An input-output (I/O) receiver is an interface circuit for internal and external signal exchange of an IC chip. The main function of an I/O receiver is to receive digital/analog signals. In some applications, the external voltage may be higher than the internal power supply voltage of the chip. Therefore, a voltage resistant circuit is commonly designed in an I/O receiver in order to protect the I/O receiver.
FIG. 1 shows a schematic view of an existing I/O receiver. Referring to FIG. 1, the receiving terminal receives signals from Port PAD. The voltage level Vin at Port PAD is higher than the power supply voltage VDD1 of the receiver. When the signal at Port PAD is directly transmitted to Node B, a high voltage level may cause reliability issues of NMOS transistors M29 and M30. Therefore, the I/O receiver further includes an NMOS transistor M31 to reduce the maximum level of the voltage signal at Node B.

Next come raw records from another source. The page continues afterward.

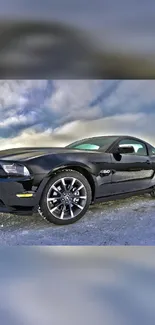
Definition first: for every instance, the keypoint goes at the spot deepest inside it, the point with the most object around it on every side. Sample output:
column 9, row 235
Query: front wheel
column 66, row 198
column 152, row 193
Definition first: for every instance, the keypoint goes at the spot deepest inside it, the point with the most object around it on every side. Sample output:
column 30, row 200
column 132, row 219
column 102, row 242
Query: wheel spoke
column 71, row 211
column 72, row 184
column 53, row 198
column 79, row 197
column 64, row 184
column 62, row 212
column 78, row 205
column 80, row 187
column 56, row 189
column 55, row 208
column 66, row 198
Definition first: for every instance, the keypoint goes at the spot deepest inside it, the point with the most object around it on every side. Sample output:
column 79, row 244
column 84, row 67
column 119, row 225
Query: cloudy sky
column 56, row 112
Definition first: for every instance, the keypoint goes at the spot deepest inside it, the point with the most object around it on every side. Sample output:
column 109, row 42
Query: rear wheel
column 66, row 198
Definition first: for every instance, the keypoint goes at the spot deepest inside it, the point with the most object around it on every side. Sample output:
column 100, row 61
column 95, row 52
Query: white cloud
column 130, row 96
column 72, row 97
column 139, row 124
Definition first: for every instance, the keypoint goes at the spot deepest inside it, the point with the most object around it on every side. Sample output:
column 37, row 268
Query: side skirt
column 120, row 196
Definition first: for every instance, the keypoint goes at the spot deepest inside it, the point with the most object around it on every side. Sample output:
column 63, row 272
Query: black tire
column 153, row 194
column 66, row 174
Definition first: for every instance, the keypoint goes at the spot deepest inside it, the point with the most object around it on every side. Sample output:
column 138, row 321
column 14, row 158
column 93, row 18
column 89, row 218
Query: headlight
column 15, row 169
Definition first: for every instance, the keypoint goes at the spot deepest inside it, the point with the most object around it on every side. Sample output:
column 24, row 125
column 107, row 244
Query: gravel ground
column 123, row 222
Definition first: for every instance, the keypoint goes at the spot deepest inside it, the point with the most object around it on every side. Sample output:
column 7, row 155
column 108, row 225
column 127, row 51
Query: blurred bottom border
column 72, row 285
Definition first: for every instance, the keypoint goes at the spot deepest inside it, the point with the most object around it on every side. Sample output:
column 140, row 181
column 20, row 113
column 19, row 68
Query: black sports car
column 61, row 183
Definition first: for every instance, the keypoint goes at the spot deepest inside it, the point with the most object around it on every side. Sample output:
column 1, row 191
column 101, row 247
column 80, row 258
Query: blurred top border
column 33, row 49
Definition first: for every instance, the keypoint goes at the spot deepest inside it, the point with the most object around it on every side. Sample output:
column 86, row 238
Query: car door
column 131, row 172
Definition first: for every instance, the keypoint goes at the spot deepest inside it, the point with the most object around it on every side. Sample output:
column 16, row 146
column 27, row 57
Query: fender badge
column 105, row 172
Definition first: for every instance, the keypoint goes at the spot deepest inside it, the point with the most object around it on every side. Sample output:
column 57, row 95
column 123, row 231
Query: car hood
column 19, row 154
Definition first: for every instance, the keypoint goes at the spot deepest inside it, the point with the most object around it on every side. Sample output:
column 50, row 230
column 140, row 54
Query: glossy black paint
column 110, row 175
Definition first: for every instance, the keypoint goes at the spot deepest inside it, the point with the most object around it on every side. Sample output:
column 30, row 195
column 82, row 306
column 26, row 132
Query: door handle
column 148, row 162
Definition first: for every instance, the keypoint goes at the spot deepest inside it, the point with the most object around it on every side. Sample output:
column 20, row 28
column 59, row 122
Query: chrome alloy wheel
column 66, row 198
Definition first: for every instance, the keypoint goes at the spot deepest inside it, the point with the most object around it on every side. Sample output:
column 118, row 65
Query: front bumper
column 11, row 203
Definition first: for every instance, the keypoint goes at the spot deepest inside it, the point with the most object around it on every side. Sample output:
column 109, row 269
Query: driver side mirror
column 124, row 150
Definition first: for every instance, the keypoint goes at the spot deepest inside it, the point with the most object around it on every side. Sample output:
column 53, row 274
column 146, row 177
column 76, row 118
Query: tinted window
column 151, row 151
column 139, row 147
column 93, row 143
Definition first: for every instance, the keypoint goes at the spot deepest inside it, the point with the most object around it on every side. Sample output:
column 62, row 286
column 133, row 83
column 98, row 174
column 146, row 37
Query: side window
column 151, row 151
column 139, row 147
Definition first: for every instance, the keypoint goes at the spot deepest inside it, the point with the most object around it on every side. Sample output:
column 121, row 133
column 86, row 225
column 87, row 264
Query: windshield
column 93, row 143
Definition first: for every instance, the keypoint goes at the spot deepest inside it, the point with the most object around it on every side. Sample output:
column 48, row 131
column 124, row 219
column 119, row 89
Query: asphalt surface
column 123, row 222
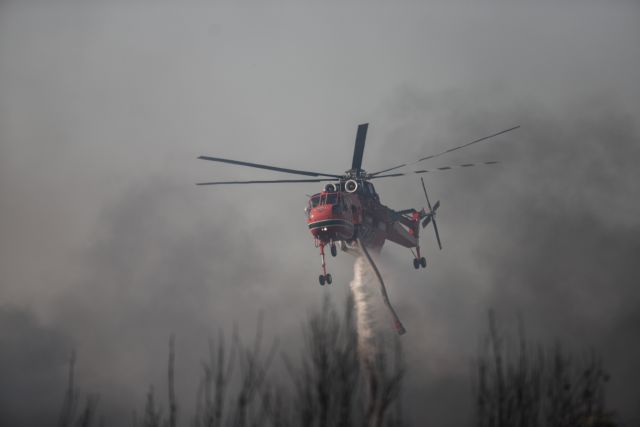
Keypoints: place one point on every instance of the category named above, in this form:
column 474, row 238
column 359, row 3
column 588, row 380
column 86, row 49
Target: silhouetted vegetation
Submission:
column 532, row 387
column 330, row 383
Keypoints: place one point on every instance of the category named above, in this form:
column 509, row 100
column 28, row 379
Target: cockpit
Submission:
column 323, row 199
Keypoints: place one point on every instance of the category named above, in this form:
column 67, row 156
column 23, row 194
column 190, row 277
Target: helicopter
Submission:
column 348, row 211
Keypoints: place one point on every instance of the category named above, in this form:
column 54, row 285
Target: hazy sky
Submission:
column 106, row 246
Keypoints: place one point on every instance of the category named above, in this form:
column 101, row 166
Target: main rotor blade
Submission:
column 274, row 181
column 442, row 168
column 446, row 151
column 358, row 150
column 273, row 168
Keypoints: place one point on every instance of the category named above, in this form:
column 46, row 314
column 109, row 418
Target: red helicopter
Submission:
column 348, row 211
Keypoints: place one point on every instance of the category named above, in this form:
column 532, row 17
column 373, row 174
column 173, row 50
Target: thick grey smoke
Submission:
column 107, row 247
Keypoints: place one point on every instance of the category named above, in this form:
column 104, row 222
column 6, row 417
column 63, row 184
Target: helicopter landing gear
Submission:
column 325, row 277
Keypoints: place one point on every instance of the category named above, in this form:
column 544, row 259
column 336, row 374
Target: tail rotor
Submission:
column 430, row 216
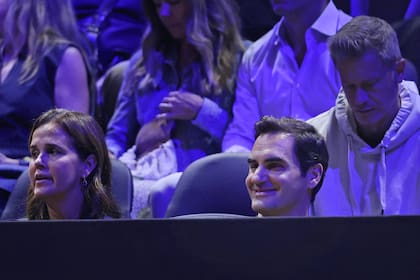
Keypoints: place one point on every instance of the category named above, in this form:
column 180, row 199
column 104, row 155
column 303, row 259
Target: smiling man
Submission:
column 373, row 132
column 286, row 167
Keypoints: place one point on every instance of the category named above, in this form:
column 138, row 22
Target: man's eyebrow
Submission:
column 251, row 160
column 274, row 159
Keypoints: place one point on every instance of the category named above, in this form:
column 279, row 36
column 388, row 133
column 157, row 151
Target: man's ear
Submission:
column 90, row 164
column 314, row 175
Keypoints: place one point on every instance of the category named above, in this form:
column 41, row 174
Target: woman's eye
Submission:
column 53, row 151
column 276, row 166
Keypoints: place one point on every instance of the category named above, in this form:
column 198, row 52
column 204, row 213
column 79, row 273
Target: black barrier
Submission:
column 227, row 248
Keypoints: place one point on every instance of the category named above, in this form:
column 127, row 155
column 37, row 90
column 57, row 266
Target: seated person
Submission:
column 373, row 132
column 70, row 169
column 43, row 65
column 286, row 167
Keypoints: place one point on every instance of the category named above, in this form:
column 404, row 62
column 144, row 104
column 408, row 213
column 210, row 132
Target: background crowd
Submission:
column 160, row 84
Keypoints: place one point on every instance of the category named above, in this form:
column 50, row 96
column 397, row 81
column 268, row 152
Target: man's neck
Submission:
column 296, row 25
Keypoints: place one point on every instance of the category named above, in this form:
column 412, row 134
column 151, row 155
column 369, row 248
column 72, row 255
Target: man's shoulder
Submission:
column 261, row 44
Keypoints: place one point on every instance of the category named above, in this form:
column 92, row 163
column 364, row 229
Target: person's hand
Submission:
column 6, row 160
column 180, row 106
column 151, row 135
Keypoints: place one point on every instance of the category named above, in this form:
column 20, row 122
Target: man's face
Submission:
column 371, row 88
column 274, row 182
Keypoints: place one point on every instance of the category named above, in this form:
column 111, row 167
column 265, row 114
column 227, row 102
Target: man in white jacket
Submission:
column 373, row 132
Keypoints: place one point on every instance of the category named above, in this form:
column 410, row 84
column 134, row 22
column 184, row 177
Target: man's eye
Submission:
column 252, row 166
column 276, row 166
column 34, row 154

As shown in FIG. 1, the source electrode of the NMOS transistor M31 is coupled with Port PAD, while the gate electrode of the NMOS transistor M31 is coupled with the power supply voltage VDD1. Thus, the voltage level at Node B is controlled in a range between 0 and a value of (VDD1−Vthn), where Vthn is the threshold voltage of NMOS transistor M31. Therefore, introducing the NMOS transistor M31 into the I/O receiver may provide protection for the NMOS transistor M29 and the NMOS transistor M30. Further, the gate electrode of the PMOS transistor M27 is connected to Port PAD so that leakage current from the power supply voltage VDD1 to ground (i.e. Port VSS) may be avoided. Moreover, the voltage-level converting unit reduces the received voltage signal and converts the received voltage signal into an internal voltage signal. The internal voltage signal is transmitted into the internal chip through Port C.
However, in existing I/O receivers, the maximum value of the voltage signal at Node B is (VDD1−Vthn), which cannot reach the operational power supply voltage VDD1 of the I/O receiver. Therefore, the operation speed of the I/O receiver may be reduced and the performance of the I/O receiver may be degraded.
The disclosed I/O receivers are directed to solve one or more problems set forth above and other problems in the art.